How ‘high risk’ is usually defined is when the risk of miscarriage with a CVS or amniocentesis is less than the risk of the chromosome abnormality.
What does a ‘low risk’ of Down syndrome result mean?
19 out of 20 women tested will have a ‘low risk’ result. This means that the risk of having a baby with Down syndrome is very low but does not mean that there is no risk.
It is very important to realise that the NTS is checking for for Trisomy 21 (Down syndrome), Trisomy 18 (Edwards’s Syndrome), Trisomy 13 (Palau’s Syndrome) and that a ‘low risk’ result does not ensure that your baby is free of other chromosome problems or non-chromosomal birth defects. Some non-chromosomal defects can be checked by the ultrasound.
Does the test pick up any other birth defects?
Yes. Some major cardiac defects, skeletal defects and abdominal defects and other chromosomal abnormalities can also be suspected.
Do all pregnant women have an NTS?
The decision whether or not to have baby chromosome checking is entirely up to you. You need to ask yourself whether you would do anything with result. If no then you need to carefully consider why you would have the testing done. A decision to have testing as you need to know ‘to be prepared’ but you have no intention of having a termination of pregnancy if a chromosome abnormality is diagnosed is not recommended. To know there is problem does not prepare you but results in an extremely anxious filled pregnancy. You will be unset about the findings, gravitate in your thinking to the worst scenario with the chromosome problem and often be very fearful of delivery, when the chromosome disorder is confirmed..

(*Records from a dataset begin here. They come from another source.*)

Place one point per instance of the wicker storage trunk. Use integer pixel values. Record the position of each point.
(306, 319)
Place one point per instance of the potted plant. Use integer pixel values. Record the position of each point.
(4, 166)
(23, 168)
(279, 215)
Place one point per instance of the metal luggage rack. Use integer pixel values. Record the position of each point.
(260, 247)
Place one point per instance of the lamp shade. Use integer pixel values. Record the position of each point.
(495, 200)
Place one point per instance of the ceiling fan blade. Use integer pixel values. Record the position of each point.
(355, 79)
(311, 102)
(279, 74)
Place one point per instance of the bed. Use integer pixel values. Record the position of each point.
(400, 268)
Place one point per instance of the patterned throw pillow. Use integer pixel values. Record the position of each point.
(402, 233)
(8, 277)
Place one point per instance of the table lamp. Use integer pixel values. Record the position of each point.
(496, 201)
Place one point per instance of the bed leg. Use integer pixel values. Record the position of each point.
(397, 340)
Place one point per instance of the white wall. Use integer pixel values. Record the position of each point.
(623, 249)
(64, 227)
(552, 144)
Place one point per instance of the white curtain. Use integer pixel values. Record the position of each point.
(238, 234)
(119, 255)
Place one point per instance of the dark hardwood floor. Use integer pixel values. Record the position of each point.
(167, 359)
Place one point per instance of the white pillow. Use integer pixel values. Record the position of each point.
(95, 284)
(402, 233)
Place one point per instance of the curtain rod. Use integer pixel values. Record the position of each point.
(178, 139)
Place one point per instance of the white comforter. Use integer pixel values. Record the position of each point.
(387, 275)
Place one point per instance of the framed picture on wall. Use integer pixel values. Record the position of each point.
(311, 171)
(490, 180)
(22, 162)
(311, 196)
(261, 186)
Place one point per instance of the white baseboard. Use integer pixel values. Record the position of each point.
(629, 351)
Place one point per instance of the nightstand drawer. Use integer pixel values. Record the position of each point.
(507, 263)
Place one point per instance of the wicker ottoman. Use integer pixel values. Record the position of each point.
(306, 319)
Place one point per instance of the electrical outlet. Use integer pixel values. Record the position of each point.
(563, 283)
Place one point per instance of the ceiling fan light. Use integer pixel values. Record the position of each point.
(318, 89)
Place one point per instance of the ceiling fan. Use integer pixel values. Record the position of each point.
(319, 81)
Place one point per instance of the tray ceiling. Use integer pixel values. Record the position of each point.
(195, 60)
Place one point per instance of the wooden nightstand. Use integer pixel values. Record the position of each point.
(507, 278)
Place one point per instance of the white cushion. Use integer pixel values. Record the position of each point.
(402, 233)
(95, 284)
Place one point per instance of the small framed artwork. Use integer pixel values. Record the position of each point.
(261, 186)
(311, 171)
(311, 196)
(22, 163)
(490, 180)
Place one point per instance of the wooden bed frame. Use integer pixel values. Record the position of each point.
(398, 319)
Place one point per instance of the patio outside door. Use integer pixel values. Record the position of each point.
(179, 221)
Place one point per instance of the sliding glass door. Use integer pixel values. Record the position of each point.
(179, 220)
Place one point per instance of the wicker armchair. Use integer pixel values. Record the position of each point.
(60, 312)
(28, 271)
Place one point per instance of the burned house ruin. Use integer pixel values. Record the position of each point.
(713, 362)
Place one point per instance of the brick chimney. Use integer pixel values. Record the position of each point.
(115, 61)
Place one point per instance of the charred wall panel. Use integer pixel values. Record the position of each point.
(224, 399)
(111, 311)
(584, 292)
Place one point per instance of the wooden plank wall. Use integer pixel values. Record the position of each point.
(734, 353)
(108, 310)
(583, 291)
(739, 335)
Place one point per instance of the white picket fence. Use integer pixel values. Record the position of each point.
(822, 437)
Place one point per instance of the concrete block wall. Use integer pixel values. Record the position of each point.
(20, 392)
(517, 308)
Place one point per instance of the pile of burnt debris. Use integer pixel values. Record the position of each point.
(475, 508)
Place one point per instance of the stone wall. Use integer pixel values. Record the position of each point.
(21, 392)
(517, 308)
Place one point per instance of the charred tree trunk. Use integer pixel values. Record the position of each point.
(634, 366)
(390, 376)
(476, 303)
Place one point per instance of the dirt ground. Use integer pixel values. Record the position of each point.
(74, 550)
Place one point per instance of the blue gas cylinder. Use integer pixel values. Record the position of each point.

The NIPT is now by far a much more popular screening test than the NTS as it is more accurate. As well the NIPT checks for sex chromosome disorders and so the sex of the baby. This is not possible with the NTS. The NIPT is done at an earlier gestation than the NTS.
While the NTS and the maternal serum screening test are noninvasive, if the result was abnormal you would be tempted to have an amniocentesis or CVS to check. These are invasive tests and carry a small risk of miscarriage (1 in 200 to 300). Alternatively, you can decide to have an NIPT screening test to check.
Where do I get the NTS done?
I recommend your NTS be done by an ultrasound unit run by obstetricians who have subspecialised in pregnancy ultrasound and early foetal assessment. They are more accurate. I recommend it be done by Sydney Ultrasound for Women (Norwest Private Hospital bookings) or San Ultrasound for Women (San hospital bookings).
I will give you a pathology referral to DHM pathology for the serum hormone checking. If you have this done a few days prior to your NTS the ultrasound unit will have the serum result and so can give you the full result on the day you get the NTS done.